Starting Tuesday, hunters who kill a wolf in a specific area of the North Slave will receive $900 plus payments for pelts.
A harvest program has been active across the territory since 2010, one of the actions the GNWT and Indigenous partners are taking to support the traditional economy and respond to dwindling caribou populations. However, after the government heard from North Slave communities that previous payments were not enough to encourage wolf harvesting, they upped the amount.
Effective immediately, the payment is now $900 per wolf carcass, as well as $400 if pelts meet traditional or taxidermy standards and an added $350 if pelts meet the ‘prime fur bonus’ under the Genuine Mackenzie Valley Fur Program (GMVFP).
These new amounts apply only in a specific area, where the GNWT says there are both tundra wolves and migrating barren-ground caribou. The community of Wekweeti and the Ekati and Diavik mines fall within this area.

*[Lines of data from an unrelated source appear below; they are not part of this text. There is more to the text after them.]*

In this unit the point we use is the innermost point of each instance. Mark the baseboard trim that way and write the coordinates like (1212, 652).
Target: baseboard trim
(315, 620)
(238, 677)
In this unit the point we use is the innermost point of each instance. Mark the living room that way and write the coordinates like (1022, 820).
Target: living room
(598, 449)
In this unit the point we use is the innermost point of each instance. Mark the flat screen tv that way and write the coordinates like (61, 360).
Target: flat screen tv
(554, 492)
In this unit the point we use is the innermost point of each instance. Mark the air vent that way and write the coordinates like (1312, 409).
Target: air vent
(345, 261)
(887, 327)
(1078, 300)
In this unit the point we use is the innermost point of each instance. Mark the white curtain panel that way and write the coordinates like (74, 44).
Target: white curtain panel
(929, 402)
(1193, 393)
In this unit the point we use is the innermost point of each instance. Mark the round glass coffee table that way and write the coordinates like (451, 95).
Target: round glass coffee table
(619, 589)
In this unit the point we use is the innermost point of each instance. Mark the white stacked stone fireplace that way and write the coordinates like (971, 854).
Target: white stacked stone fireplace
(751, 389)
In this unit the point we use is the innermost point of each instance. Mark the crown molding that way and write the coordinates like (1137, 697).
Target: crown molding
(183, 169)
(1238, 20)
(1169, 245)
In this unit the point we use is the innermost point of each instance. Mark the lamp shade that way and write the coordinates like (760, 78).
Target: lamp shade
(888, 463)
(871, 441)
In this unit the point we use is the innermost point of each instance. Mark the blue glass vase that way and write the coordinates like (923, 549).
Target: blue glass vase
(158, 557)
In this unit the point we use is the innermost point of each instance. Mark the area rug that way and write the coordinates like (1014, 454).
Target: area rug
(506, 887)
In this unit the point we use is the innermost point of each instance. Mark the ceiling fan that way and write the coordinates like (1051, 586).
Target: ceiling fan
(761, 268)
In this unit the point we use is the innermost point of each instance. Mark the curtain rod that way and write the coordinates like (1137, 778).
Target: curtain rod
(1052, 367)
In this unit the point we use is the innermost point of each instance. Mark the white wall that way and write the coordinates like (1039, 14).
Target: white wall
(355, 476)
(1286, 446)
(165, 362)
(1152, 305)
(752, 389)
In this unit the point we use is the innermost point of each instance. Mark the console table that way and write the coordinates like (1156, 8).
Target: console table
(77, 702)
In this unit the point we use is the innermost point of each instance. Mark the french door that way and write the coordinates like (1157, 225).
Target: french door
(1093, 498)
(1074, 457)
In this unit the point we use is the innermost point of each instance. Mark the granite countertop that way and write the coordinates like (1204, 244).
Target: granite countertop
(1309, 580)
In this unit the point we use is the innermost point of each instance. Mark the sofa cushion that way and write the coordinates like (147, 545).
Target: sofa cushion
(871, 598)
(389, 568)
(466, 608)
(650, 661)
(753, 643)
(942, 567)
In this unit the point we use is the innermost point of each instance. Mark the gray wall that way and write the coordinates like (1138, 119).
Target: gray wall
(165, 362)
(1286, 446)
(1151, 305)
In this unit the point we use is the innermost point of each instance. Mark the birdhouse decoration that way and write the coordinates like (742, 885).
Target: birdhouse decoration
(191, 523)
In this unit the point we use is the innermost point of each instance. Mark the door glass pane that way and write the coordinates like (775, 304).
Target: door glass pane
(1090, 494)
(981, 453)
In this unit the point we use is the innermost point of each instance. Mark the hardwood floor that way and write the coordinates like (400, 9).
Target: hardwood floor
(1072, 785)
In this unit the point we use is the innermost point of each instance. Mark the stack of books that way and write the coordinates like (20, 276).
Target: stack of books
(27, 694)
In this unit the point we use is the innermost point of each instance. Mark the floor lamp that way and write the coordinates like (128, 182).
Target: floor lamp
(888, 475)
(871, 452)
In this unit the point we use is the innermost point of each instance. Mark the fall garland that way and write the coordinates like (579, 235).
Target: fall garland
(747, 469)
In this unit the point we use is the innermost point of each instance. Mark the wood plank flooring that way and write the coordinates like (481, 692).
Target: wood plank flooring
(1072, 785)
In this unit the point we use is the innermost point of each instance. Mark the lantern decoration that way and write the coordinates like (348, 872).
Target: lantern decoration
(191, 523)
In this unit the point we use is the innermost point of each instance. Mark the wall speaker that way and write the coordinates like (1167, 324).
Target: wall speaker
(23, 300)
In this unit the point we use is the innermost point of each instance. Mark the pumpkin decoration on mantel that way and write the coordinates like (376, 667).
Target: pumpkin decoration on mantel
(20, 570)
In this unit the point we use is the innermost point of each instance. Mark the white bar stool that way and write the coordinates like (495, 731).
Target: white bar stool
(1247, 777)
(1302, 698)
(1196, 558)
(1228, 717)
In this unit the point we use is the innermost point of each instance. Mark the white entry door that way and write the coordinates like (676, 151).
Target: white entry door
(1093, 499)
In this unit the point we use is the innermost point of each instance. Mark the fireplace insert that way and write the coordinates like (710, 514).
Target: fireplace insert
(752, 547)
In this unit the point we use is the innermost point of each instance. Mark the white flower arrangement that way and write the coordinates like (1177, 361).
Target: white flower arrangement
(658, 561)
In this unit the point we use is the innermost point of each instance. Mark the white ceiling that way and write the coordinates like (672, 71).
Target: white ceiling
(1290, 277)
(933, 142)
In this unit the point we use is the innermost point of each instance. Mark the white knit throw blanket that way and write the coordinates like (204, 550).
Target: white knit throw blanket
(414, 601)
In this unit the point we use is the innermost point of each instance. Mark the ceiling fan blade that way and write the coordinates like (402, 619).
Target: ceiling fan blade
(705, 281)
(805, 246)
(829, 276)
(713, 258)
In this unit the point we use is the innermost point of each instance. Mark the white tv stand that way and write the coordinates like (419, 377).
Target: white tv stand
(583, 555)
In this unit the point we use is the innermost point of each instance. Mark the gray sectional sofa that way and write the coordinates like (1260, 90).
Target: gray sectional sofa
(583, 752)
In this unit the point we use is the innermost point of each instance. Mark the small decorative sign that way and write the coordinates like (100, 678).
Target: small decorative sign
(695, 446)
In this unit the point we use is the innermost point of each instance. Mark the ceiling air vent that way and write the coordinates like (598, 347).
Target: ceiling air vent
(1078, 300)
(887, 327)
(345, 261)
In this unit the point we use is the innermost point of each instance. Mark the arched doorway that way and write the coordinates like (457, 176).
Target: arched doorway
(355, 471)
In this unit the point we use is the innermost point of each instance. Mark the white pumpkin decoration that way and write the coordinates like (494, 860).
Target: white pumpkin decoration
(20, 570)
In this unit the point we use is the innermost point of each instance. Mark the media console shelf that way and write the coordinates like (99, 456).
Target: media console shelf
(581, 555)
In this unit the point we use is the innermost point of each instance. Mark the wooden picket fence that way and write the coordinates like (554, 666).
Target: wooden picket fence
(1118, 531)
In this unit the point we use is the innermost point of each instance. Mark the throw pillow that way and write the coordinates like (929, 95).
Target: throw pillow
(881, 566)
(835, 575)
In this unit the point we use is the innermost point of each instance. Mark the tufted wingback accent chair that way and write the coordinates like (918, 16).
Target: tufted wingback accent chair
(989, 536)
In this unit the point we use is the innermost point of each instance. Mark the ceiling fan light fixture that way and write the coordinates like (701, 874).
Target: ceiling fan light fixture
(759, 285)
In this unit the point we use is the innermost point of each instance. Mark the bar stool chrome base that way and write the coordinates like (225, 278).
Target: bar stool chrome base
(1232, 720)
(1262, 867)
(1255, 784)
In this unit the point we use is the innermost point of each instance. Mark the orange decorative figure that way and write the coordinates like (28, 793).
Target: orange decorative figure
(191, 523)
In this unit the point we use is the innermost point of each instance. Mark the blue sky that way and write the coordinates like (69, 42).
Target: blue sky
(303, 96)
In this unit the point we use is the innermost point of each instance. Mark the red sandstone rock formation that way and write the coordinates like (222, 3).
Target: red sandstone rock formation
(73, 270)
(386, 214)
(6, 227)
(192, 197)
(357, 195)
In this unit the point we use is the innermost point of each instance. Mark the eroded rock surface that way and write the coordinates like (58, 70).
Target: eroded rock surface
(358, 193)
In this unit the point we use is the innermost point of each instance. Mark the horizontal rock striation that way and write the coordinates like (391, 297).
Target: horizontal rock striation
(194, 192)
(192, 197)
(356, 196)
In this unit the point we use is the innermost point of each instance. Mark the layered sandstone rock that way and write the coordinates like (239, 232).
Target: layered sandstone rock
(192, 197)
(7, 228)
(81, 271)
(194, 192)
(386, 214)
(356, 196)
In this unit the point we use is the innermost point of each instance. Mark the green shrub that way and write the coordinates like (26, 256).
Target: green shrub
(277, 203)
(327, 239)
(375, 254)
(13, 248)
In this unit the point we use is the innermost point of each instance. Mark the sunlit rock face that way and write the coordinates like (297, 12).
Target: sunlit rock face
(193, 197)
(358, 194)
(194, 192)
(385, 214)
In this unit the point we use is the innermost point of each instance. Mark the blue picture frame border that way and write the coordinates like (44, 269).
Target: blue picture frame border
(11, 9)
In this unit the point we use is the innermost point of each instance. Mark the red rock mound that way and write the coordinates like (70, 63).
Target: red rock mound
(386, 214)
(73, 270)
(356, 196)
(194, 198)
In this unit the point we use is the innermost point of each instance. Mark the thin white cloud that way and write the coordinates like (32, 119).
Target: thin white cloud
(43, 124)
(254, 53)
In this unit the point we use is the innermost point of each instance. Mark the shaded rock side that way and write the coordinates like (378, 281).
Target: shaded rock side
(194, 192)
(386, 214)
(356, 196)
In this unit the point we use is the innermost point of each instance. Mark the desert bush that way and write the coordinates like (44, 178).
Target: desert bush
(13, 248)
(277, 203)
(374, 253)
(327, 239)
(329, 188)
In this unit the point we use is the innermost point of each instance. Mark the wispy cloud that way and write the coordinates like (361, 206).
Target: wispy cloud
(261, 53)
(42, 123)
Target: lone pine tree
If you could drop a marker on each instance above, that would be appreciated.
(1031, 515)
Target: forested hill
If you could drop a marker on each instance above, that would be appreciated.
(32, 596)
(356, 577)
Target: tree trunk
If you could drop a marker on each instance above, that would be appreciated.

In other parts of the territory, incentives will continue to be $200 for a skinned wolf, $400 for pelts prepared to traditional standards and additional $350 if pelts meet the Mackenzie Valley Fur Program’s ‘prime fur bonus’.
Minister of Environment and Natural Resources Robert C. McLeod says the increased incentive serves several purposes.
“Increasing existing incentives for wolf harvesting in the Bathurst and Bluenose-East caribou range will help to support the recovery of the declining herds while also enhancing the local traditional economy, facilitating scientific research, and creating educational opportunities for NWT students,” McLeod states.
Carcasses collected as part of the program will be ‘analyzed’ to improve scientific knowledge of wolves, the GNWT states.